Our patient's initial laboratory tests showed macrocytic anemia with normal B12 and folate levels, elevated serum CK and AST levels and abnormalities in lipid panel. Physicians should be aware of these minor biochemical abnormalities and should include hypothyroidism as the differential diagnosis in the presence of these abnormalities. These biochemical abnormalities have been reported to normalize after the initiation of thyroid replacement therapy [10].

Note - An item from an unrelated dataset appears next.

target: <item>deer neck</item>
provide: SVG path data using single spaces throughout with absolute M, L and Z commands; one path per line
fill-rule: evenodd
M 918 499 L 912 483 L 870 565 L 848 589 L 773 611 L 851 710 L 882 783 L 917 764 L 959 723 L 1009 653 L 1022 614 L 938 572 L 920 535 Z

Myxedema ascites also responds well to thyroid replacement therapy and is completely reversible [4-6]. There is no role for diuretics in this case.

Conclusions

Severe uncontrolled hypothyroidism is a reversible cause of ascites. Our case illustrates that the diagnosis of myxedema ascites should be kept in mind in patients with uncontrolled hypothyroidism who present with ascites, particularly in patients with high ascitic fluid protein content. It also signifies the need for testing TSH level in addition to other investigations, as part of the workup for ascites of unknown etiology. Physicians should also be aware of biochemical abnormalities that can occur in hypothyroidism such as macrocytic anemia, elevated creatine kinase and abnormal lipid panel and should include hypothyroidism as the differential diagnosis in the presence of these abnormalities.